Hyperparameter Tuning

> Hyperparameters are the knobs you turn before training starts. Turning them well is the difference between a mediocre model and a great one.

Type: Build

Language: Python

Prerequisites: Phase 2, Lesson 11 (Ensemble Methods)

Time: ~90 minutes

Learning Objectives

The Problem

Your gradient boosting model has a learning rate, number of trees, max depth, min samples per leaf, subsample ratio, and column sample ratio. That is six hyperparameters. If each has 5 reasonable values, the grid has 5^6 = 15,625 combinations. Training each takes 10 seconds. That is 43 hours of compute to try them all.

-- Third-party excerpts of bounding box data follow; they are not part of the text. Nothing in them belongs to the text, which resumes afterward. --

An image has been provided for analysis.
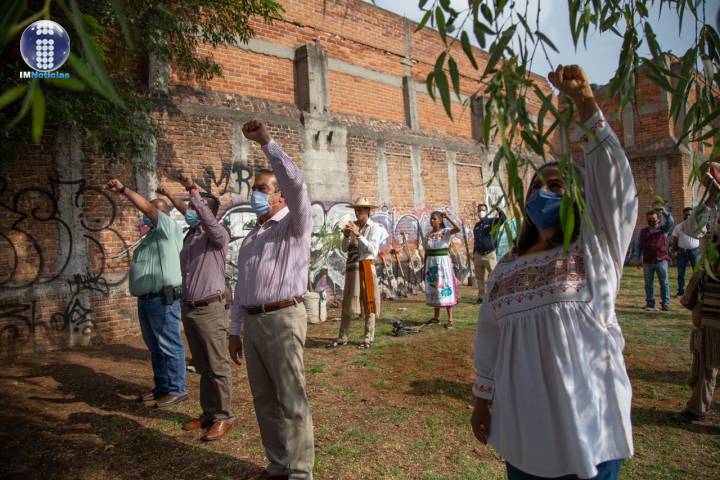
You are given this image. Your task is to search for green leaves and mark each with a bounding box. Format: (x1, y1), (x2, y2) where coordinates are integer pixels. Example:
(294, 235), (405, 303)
(422, 0), (720, 253)
(460, 30), (478, 70)
(32, 88), (45, 143)
(448, 57), (460, 100)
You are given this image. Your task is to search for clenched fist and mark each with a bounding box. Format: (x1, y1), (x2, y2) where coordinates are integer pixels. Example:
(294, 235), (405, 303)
(243, 120), (270, 146)
(155, 185), (172, 198)
(548, 65), (593, 103)
(105, 178), (125, 193)
(177, 173), (195, 190)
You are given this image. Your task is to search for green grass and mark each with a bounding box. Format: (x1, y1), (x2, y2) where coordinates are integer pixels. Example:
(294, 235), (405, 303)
(0, 268), (720, 480)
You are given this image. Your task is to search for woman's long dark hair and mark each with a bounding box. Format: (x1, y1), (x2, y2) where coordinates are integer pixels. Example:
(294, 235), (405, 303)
(513, 162), (581, 255)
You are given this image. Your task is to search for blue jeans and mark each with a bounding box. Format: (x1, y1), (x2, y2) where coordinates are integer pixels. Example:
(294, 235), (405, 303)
(643, 260), (670, 308)
(677, 248), (700, 295)
(506, 460), (623, 480)
(138, 297), (187, 395)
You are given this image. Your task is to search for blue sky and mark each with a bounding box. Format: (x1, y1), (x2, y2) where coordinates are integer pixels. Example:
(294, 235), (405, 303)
(366, 0), (720, 84)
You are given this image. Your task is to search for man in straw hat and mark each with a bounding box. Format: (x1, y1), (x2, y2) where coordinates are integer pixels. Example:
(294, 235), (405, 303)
(328, 197), (387, 349)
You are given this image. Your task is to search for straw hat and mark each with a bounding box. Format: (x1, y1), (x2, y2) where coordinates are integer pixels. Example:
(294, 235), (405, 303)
(348, 197), (377, 210)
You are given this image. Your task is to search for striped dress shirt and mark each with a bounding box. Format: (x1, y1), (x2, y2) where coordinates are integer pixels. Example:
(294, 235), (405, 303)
(230, 141), (313, 335)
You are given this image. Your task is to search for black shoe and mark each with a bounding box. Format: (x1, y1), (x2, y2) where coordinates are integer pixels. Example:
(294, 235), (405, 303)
(674, 409), (705, 423)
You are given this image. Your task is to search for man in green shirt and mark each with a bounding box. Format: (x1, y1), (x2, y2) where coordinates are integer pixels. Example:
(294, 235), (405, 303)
(105, 179), (188, 407)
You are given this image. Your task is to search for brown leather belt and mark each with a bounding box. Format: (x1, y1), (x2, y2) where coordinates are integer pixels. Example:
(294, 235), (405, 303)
(242, 297), (302, 315)
(183, 293), (225, 308)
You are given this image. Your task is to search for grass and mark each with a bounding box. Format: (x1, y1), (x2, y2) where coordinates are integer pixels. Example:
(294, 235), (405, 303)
(0, 268), (720, 480)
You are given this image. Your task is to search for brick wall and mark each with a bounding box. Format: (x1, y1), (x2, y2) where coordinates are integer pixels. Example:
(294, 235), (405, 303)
(12, 0), (691, 356)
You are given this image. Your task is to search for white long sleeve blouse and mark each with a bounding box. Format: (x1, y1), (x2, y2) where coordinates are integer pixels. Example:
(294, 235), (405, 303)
(473, 112), (638, 478)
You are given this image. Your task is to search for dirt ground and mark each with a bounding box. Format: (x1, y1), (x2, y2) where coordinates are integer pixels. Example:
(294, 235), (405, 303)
(0, 273), (720, 480)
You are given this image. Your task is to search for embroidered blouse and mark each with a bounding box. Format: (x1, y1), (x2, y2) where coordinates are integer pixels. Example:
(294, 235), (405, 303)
(473, 112), (637, 478)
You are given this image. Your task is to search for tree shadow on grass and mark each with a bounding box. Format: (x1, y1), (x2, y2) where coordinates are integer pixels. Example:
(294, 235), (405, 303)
(26, 363), (192, 422)
(80, 343), (150, 362)
(407, 377), (473, 403)
(632, 408), (720, 436)
(628, 368), (689, 385)
(0, 397), (261, 480)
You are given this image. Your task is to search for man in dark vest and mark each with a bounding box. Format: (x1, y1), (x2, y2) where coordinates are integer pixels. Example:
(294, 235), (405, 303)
(635, 207), (675, 311)
(473, 203), (507, 304)
(675, 162), (720, 423)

Grid search is the obvious approach and the worst one at scale. Random search does better with less compute. Bayesian optimization does even better by learning from past evaluations. Knowing which strategy to use, and which hyperparameters actually matter, saves days of wasted GPU time.

The Concept

Parameters vs Hyperparameters

Parameters are learned during training (weights, biases, split thresholds). Hyperparameters are set before training starts and control how learning happens.

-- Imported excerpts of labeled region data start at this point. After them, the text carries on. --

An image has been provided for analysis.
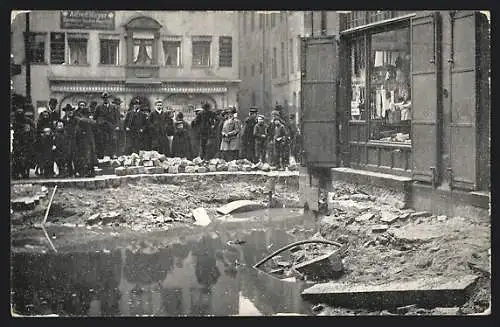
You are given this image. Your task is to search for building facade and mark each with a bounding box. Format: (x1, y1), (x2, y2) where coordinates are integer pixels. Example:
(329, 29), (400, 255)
(239, 11), (310, 121)
(301, 10), (491, 218)
(11, 10), (240, 119)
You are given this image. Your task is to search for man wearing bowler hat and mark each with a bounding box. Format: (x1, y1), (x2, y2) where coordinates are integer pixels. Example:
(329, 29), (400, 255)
(94, 92), (120, 158)
(241, 107), (259, 163)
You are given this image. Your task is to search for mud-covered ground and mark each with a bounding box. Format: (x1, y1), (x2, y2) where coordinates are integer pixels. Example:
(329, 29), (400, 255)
(11, 181), (298, 231)
(11, 181), (491, 315)
(289, 190), (491, 315)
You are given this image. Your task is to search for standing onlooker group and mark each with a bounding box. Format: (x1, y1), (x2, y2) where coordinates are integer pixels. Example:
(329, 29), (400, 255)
(11, 92), (300, 178)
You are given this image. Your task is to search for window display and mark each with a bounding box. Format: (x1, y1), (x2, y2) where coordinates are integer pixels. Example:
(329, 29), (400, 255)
(369, 28), (411, 143)
(351, 37), (366, 120)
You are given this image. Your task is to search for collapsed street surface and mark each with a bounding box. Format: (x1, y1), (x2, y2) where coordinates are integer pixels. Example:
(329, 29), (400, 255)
(11, 176), (491, 315)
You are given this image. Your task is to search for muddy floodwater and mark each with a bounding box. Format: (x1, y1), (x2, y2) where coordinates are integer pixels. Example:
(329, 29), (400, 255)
(11, 209), (320, 316)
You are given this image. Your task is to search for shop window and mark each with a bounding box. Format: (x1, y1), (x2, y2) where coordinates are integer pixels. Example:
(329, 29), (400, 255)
(68, 33), (88, 65)
(219, 36), (233, 67)
(163, 41), (182, 67)
(100, 39), (120, 66)
(369, 27), (411, 143)
(29, 33), (47, 64)
(193, 41), (211, 67)
(350, 37), (366, 120)
(281, 42), (286, 76)
(50, 32), (66, 65)
(271, 47), (278, 78)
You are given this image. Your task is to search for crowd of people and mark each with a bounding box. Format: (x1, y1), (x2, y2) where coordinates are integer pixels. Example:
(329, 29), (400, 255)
(11, 92), (301, 178)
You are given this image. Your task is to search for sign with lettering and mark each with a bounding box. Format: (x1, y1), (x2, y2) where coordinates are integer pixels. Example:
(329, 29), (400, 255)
(61, 10), (115, 30)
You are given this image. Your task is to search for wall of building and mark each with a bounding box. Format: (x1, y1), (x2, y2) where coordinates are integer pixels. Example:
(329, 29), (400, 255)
(12, 10), (239, 114)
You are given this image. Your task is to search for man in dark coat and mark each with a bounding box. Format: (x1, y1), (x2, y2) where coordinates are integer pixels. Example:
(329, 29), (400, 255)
(47, 98), (61, 128)
(74, 107), (97, 177)
(12, 108), (36, 178)
(35, 109), (54, 175)
(149, 99), (170, 156)
(124, 99), (146, 154)
(253, 115), (267, 163)
(241, 107), (258, 163)
(62, 101), (80, 177)
(54, 120), (71, 177)
(94, 92), (120, 158)
(191, 103), (216, 160)
(172, 121), (193, 159)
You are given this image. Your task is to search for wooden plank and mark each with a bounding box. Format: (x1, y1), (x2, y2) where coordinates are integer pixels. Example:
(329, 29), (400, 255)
(217, 200), (265, 215)
(302, 275), (478, 309)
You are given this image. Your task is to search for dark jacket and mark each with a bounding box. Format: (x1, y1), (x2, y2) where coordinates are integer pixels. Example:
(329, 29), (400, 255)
(94, 103), (120, 131)
(191, 110), (217, 138)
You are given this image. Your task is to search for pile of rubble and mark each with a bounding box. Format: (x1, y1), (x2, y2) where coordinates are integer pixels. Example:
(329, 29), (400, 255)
(97, 151), (298, 176)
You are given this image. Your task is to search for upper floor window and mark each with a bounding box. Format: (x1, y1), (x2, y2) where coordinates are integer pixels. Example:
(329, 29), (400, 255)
(219, 36), (233, 67)
(163, 40), (182, 67)
(68, 33), (88, 65)
(50, 32), (66, 65)
(28, 33), (47, 64)
(132, 32), (154, 65)
(192, 37), (212, 67)
(99, 36), (120, 66)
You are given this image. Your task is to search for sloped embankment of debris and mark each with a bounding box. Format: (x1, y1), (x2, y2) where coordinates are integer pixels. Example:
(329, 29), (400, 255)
(289, 189), (491, 315)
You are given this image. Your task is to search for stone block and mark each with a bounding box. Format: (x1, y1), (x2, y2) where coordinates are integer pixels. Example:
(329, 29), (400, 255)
(227, 165), (240, 172)
(410, 211), (432, 218)
(168, 165), (179, 174)
(380, 211), (399, 224)
(191, 208), (210, 226)
(115, 167), (128, 176)
(302, 275), (477, 310)
(372, 225), (389, 233)
(85, 180), (96, 190)
(355, 212), (375, 222)
(294, 252), (344, 280)
(95, 179), (106, 189)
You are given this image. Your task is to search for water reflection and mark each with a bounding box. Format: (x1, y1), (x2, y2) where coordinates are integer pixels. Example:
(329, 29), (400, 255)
(12, 215), (308, 316)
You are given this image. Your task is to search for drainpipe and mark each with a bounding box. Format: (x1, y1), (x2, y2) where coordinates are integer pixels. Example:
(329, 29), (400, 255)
(447, 10), (456, 190)
(24, 12), (31, 103)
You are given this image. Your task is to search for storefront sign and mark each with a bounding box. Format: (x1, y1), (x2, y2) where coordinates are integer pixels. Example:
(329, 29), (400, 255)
(61, 10), (115, 30)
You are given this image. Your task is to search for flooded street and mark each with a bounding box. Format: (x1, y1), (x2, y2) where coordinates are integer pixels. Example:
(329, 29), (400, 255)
(12, 209), (314, 316)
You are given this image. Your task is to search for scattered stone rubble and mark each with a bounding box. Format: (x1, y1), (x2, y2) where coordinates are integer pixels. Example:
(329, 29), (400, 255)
(96, 151), (298, 176)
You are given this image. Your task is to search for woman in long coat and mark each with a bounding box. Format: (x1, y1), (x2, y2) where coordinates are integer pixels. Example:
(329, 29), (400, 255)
(220, 108), (241, 161)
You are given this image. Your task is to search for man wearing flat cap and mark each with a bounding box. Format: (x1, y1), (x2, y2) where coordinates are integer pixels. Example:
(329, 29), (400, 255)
(241, 107), (259, 163)
(94, 92), (120, 158)
(149, 99), (170, 157)
(191, 103), (217, 160)
(124, 99), (146, 154)
(220, 107), (241, 161)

Hyperparameter What it controls Typical range
Learning rate Step size per update 0.001 to 1.0
Number of trees/epochs How long to train 10 to 10,000
Max depth Model complexity 1 to 30
Regularization (lambda) Overfitting prevention 0.0001 to 100
Batch size Gradient estimation noise 16 to 512
Dropout rate Fraction of neurons dropped 0.0 to 0.5

Grid search evaluates every combination of specified values. It is exhaustive and easy to understand, but scales exponentially with the number of hyperparameters.

Grid for 2 hyperparameters:

  learning_rate: [0.01, 0.1, 1.0]
  max_depth:     [3, 5, 7]

  Evaluations: 3 x 3 = 9 combinations

  (0.01, 3)  (0.01, 5)  (0.01, 7)
  (0.1,  3)  (0.1,  5)  (0.1,  7)
  (1.0,  3)  (1.0,  5)  (1.0,  7)

Grid search has a fundamental flaw: if one hyperparameter matters and the other does not, most evaluations are wasted. You get only 3 unique values of the important parameter from 9 evaluations.

Random search samples hyperparameters from distributions instead of a grid. With the same budget of 9 evaluations, you get 9 unique values of each hyperparameter.

flowchart LR subgraph Grid Search G1[3 unique learning rates] G2[3 unique max depths] G3[9 total evaluations] end subgraph Random Search R1[9 unique learning rates] R2[9 unique max depths] R3[9 total evaluations] end

Why random beats grid (Bergstra & Bengio, 2012):

Bayesian Optimization

Random search ignores results. It does not learn that high learning rates cause divergence or that depth 3 consistently outperforms depth 10. Bayesian optimization uses past evaluations to decide where to search next.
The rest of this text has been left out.